The sterically hindered, three-coordinate metal systems M[N(R)Ar] ₃ (R = ^tBu, ⁱPr; Ar = 3,5-C₆H ₃Me₂) are known to bind and activate a number of fundamental diatomic molecules via a [Ar(R)N]₃M-L-L-M[N(R)Ar] ₃ dimer intermediate. To predict which metals are most suitable for activating and cleaving small molecules such as N₂, NO, CO, and CN^-, the M-L bond energies in the L-M(NH₂)³ (L = O, N, C) model complexes were calculated for a wide range of metals, oxidation states, and dⁿ (n = 2-6) configurations.

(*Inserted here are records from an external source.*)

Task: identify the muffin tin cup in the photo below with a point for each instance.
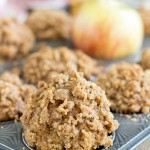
(30, 148)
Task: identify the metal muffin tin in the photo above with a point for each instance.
(132, 131)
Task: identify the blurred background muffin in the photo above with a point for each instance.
(16, 39)
(50, 24)
(127, 87)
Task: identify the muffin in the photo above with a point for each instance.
(68, 113)
(11, 103)
(16, 39)
(145, 59)
(47, 61)
(50, 24)
(127, 87)
(13, 95)
(145, 14)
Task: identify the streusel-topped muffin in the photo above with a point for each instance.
(127, 87)
(16, 39)
(47, 61)
(50, 24)
(68, 113)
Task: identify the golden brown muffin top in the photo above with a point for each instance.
(68, 113)
(127, 87)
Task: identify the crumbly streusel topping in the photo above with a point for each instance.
(47, 61)
(13, 94)
(68, 113)
(145, 60)
(50, 24)
(145, 14)
(16, 39)
(127, 87)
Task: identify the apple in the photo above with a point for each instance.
(107, 29)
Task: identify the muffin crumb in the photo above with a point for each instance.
(68, 113)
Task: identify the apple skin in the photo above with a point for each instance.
(107, 29)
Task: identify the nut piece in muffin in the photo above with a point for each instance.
(25, 89)
(47, 61)
(127, 87)
(68, 113)
(16, 39)
(50, 24)
(145, 60)
(145, 14)
(11, 103)
(13, 95)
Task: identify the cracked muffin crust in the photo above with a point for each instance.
(145, 59)
(50, 24)
(127, 87)
(47, 61)
(145, 14)
(68, 113)
(13, 94)
(16, 39)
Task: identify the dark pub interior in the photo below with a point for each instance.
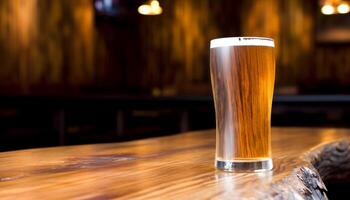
(76, 72)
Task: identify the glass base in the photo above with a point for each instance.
(245, 165)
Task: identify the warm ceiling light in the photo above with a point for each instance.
(327, 9)
(343, 8)
(152, 8)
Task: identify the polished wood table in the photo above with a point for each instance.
(176, 167)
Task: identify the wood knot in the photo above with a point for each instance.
(314, 186)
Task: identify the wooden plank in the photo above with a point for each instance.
(174, 167)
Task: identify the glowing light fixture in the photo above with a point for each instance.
(327, 9)
(343, 8)
(150, 8)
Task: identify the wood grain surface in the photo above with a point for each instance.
(174, 167)
(243, 80)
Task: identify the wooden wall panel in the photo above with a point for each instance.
(46, 43)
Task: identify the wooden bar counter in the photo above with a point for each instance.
(176, 167)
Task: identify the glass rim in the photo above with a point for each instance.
(242, 41)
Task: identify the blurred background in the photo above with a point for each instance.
(91, 71)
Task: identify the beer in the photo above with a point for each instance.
(243, 73)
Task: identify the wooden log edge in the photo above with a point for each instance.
(327, 162)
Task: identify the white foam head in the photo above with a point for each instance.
(242, 41)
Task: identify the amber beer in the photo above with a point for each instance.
(242, 72)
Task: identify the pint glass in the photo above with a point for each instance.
(242, 73)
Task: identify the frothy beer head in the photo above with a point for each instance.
(242, 41)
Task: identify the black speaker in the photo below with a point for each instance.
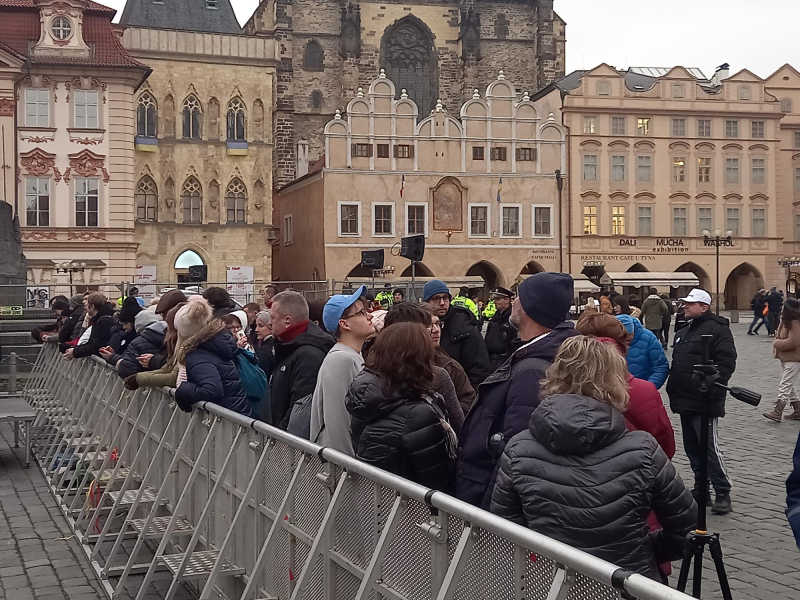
(413, 247)
(372, 259)
(198, 272)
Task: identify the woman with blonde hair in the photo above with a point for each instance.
(579, 476)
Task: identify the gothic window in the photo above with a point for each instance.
(191, 118)
(192, 201)
(313, 57)
(236, 202)
(146, 116)
(146, 199)
(236, 120)
(410, 60)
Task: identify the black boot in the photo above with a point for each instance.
(722, 505)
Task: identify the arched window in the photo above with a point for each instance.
(236, 201)
(146, 116)
(313, 57)
(146, 199)
(236, 120)
(411, 62)
(192, 201)
(191, 118)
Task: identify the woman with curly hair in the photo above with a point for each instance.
(579, 476)
(398, 421)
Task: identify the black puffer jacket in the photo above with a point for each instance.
(684, 397)
(464, 343)
(211, 373)
(151, 341)
(398, 433)
(579, 476)
(297, 365)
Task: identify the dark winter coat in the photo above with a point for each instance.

The strongest M-O, M-N, and M-C bonds occurred for the d², d³, and d⁴ metals, respectively, and for these dⁿ configurations, the M-C and M-O bonds were calculated to be stronger than the M-N bonds. For isoelectronic metals, the bond strengths were found to increase both down a group and to the left of a period. Both the calculated N-N bond lengths and activation barriers for N₂ bond cleavage in the (H₂N)₃M-N-N- M(NH₂)₃ intermediate dimers were shown to follow the trends in the M-N bond energies. The three-coordinate complexes of Ta ^II, W^III, and Nb^II are predicted to deliver more favorable N₂ cleavage reactions than the experimentally known Mo^III system and the Re^IIITa^III dimer, [Ar(R)N]₃-Re-CO-Ta[N(R)Ar]₃, is thermodynamically best suited for cleaving CO.